To sentence a person for life in prison or execution under Soviet law was enough when his confession came after he was tortured. People in Ukraine were condemned by this principle until the new legislation appeared in 2012; However, those who got their life sentences under the old law were never acquitted. Our journalist Alena Vishnitskaya, tells how Ukrainians, serving a life sentence, have been waiting for justice for 20 years and why they die in prisons with no hope for justice.
Mum
Klavdia Danilovna opens the door of her apartment and nods at one of the rooms. “Here is my office,” she says. She is 76, she has worked as a nurse for all her life, and what she now calls an office, are her closets in the bedroom with hundreds of folders and thousands of documents of her son’s case. According to human rights activists and lawyers, he has been serving a life sentence in a trumped-up case for the last 22 years, and it is not a fact that he will ever be released from prison.
Igor was convicted in the late nineties and charged with organizing a double murder. In 1998 he was 24 years old. He worked as a driver delivering flowers. He got married and had a baby.

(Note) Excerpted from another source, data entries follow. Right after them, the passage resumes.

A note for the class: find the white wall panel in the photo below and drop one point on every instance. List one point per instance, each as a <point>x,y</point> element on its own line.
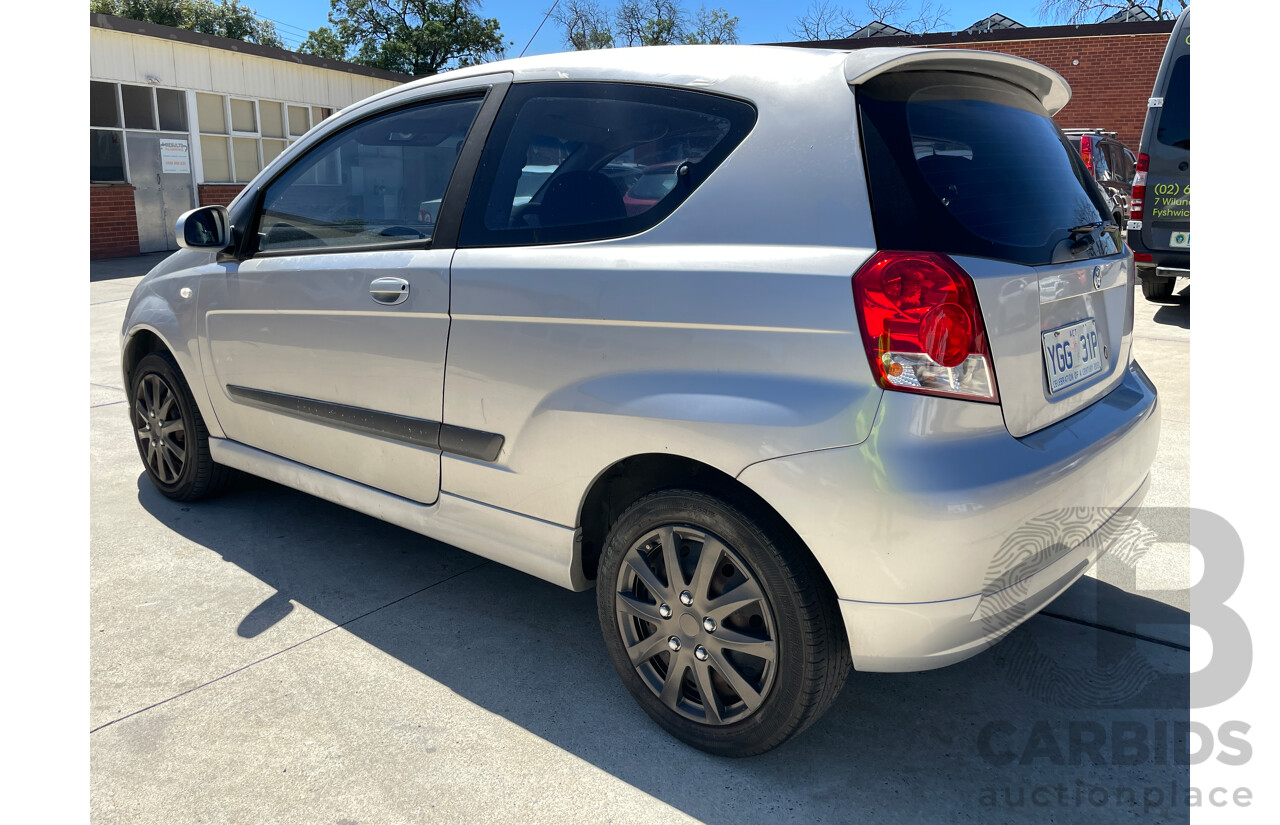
<point>110,55</point>
<point>259,77</point>
<point>227,72</point>
<point>191,67</point>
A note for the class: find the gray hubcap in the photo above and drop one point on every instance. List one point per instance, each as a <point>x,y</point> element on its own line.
<point>695,624</point>
<point>160,429</point>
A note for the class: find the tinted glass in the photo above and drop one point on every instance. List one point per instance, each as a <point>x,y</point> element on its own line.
<point>138,108</point>
<point>365,187</point>
<point>173,109</point>
<point>562,157</point>
<point>972,165</point>
<point>1175,115</point>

He rented an apartment in the same area where his parents lived and in winter 1998, the police came to Klavdiya Danilovna’s apartment.
“It was evening and we were very scared. I said that we did not call anyone. But they said: “We will shoot if you don’t open it,” the woman says. That’s how it all started: the apartment was turned upside down, a pistol was found in the bedroom closet. They laughed and took it away, the information about it did not appear in the investigation. Only later did people tell me that the police could throw something— just to scare us,” – the woman remembers.
“I asked them constantly: What are you looking for here? I am a nurse, my husband is a driver, my daughter is also a nurse, and we are a normal family. ” They began to scoff. The operating Investigator said: “Right now, we’ll find the “green” (mening money). I have never seen “this green” in my life, I didn’t even understand what they were talking about,” says Klavdia Danilovna.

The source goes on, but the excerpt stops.